The iterator uses a pull-based model that:

  • Only stores the current element (not the entire collection)
  • Allows filtering/mapping without intermediate allocations
  • Properly cleans up resources with stop() function

When to Use This Library

Good for:

  • Large datasets where you need only a subset of results
  • Chaining multiple transformations (filter, map, take, etc.)
  • Memory-constrained environments
  • Functional-style data processing
  • Processing streams (files, channels, network data)
  • Building data pipelines with cancellation support
  • Generating infinite sequences (Fibonacci, primes, etc.)

Not ideal for:

  • Simple single-pass operations on small slices (use native Go loops)
  • When you need random access to all elements
  • Real-time systems with strict latency requirements (use pre-allocated slices)

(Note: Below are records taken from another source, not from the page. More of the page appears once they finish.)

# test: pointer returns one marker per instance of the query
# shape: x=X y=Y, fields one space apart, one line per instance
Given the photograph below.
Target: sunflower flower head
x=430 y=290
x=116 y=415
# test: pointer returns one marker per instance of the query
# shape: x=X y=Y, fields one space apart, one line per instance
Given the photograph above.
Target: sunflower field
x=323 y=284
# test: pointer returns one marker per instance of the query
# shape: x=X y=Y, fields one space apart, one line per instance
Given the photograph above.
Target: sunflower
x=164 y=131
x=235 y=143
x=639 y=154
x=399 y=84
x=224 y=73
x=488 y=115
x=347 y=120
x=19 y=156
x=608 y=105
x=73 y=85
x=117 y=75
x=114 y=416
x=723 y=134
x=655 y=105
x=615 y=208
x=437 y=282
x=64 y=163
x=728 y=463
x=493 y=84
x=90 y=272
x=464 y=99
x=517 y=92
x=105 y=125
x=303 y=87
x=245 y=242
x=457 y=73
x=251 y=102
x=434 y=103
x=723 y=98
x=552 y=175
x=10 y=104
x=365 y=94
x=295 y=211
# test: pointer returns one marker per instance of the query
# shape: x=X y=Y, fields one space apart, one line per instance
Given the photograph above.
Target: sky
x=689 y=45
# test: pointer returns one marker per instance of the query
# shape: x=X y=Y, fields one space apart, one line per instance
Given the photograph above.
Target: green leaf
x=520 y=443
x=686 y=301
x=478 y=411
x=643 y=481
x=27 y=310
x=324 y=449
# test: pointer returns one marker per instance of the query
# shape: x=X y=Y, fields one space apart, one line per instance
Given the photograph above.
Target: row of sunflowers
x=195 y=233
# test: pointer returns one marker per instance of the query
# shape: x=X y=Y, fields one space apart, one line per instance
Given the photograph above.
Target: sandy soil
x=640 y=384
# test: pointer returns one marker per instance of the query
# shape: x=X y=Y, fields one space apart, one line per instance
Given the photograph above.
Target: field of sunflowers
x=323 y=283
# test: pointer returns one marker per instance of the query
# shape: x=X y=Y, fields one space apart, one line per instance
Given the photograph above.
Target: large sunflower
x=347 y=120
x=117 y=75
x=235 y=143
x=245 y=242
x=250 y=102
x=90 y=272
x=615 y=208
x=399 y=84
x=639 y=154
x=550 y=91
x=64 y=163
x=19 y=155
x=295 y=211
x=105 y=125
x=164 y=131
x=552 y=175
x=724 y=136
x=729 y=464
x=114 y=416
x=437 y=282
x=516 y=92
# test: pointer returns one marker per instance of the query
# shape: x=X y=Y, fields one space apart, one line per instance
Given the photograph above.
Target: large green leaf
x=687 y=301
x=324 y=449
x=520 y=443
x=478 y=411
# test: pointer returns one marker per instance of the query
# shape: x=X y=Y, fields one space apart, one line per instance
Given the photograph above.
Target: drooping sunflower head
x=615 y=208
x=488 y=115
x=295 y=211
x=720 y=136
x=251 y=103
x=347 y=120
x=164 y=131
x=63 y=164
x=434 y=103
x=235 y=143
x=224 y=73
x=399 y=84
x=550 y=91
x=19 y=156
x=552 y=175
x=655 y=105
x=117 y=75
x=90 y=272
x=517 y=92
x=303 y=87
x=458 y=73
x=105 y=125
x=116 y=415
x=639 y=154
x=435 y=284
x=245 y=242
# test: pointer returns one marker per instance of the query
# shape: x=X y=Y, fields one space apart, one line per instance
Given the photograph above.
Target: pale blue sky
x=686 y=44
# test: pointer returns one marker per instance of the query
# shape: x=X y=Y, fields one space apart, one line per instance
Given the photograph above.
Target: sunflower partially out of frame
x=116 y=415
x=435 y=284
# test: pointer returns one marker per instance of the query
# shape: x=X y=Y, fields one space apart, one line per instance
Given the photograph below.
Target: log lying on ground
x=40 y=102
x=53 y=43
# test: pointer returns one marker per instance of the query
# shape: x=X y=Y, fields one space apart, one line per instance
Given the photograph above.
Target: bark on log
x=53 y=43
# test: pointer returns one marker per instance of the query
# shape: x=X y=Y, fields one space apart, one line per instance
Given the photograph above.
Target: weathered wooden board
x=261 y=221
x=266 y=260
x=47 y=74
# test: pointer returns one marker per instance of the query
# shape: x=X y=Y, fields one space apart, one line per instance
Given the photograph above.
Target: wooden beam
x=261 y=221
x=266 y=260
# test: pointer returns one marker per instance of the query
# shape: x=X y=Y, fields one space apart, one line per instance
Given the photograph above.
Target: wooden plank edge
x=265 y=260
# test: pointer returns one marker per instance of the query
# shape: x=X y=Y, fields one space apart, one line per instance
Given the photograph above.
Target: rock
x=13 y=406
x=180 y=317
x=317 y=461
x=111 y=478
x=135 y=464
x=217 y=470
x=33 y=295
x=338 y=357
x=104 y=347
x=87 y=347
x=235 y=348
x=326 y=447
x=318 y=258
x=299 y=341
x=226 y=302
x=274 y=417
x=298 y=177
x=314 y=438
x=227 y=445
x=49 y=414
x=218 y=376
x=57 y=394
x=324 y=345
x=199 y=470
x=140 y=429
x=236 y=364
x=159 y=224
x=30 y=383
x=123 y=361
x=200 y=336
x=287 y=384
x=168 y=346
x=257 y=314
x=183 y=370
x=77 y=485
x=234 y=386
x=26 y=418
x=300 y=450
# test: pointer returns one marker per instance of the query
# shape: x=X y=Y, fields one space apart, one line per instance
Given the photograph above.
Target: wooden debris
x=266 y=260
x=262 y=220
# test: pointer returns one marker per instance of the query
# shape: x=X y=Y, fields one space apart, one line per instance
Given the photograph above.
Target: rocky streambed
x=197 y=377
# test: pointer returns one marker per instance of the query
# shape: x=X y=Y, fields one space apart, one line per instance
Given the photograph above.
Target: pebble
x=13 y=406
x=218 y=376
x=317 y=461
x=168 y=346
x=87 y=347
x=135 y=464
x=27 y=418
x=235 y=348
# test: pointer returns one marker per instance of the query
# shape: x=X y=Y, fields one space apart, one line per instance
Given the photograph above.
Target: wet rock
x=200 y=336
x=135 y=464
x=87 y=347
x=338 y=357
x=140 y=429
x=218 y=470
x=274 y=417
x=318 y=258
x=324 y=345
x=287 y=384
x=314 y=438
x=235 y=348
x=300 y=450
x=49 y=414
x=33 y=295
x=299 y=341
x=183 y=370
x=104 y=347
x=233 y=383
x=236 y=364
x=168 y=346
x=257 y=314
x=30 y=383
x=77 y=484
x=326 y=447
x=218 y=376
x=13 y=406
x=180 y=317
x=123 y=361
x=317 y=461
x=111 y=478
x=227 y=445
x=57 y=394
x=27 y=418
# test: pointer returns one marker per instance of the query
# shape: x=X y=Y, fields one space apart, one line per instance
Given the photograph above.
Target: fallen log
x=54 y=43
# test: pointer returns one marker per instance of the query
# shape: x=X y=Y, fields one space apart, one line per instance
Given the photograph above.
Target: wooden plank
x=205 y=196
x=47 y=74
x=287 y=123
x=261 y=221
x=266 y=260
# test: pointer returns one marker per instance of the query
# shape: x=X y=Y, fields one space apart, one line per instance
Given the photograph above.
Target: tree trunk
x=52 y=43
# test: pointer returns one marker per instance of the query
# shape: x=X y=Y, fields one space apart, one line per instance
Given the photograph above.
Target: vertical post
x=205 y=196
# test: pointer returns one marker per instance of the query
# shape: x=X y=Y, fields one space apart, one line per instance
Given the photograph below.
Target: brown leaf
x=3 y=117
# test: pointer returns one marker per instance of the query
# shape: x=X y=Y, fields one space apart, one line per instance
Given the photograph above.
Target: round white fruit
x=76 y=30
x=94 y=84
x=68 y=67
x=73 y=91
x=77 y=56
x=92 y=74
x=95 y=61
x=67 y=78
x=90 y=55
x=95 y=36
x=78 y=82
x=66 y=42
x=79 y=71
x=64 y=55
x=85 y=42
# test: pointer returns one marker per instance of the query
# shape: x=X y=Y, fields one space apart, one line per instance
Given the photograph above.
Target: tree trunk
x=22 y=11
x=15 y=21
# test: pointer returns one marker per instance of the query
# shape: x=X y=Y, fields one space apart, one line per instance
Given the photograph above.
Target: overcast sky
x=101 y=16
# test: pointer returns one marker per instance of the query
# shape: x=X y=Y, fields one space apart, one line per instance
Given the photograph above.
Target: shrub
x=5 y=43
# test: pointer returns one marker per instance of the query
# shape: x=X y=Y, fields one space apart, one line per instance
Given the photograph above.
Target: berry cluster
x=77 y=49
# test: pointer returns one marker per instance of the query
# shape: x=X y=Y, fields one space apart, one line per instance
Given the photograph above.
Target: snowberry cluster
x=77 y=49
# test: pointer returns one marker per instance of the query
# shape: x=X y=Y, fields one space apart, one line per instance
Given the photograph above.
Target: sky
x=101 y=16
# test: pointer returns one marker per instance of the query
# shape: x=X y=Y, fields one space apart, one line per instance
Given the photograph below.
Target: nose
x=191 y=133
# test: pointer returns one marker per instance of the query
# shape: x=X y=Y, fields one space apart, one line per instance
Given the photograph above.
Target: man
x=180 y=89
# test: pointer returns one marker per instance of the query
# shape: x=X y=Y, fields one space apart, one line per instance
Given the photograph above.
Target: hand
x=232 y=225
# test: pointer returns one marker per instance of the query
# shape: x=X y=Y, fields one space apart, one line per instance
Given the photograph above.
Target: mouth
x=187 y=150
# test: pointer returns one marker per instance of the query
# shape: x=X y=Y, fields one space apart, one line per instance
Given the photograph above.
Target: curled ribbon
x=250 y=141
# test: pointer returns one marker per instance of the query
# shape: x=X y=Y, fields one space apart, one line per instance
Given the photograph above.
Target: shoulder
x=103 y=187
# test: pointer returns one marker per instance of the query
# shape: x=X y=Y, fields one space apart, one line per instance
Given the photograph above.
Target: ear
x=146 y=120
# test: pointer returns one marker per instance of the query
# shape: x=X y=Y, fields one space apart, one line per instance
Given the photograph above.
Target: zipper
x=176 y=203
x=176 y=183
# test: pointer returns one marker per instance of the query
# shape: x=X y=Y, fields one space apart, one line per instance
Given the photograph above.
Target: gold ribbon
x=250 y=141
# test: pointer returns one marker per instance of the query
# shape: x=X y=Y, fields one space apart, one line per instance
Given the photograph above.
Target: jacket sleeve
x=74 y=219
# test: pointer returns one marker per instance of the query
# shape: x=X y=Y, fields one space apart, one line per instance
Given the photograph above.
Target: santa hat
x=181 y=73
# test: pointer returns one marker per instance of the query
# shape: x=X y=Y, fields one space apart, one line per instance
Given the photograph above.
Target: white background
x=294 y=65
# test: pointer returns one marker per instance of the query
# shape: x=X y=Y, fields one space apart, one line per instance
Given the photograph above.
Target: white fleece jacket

Stream Processing Use Cases

Log File Analysis:

file, _ := os.Open("app.log")
defer file.Close()

errors := itertools.FromReader(file).
    Filter(func(line string) bool { return strings.Contains(line, "ERROR") }).
    Take(100). // First 100 errors
    Collect()

Real-time Data Processing:

dataCh := subscribeToDataStream() // Returns <-chan Event

ctx, cancel := context.WithTimeout(context.Background(), 30*time.Second)
defer cancel()

processed := itertools.FromChannelWithContext(ctx, dataCh).
    Filter(func(e Event) bool { return e.Priority == "HIGH" }).
    Map(func(e Event) Alert { return processEvent(e) }).
    Collect()

Infinite Sequences:

// Generate prime numbers
iter := itertools.Generate(func() int {
    // your prime generator logic
}).TakeWhile(func(p int) bool { return p < 1000 })

primes := iter.Collect()

Contributing

Contributions are welcome! To get started:

  1. Fork the repository.
  2. Create a new branch for your feature/bugfix.
  3. Submit a pull request.

License

This project is licensed under the MIT License. See the LICENSE file for details.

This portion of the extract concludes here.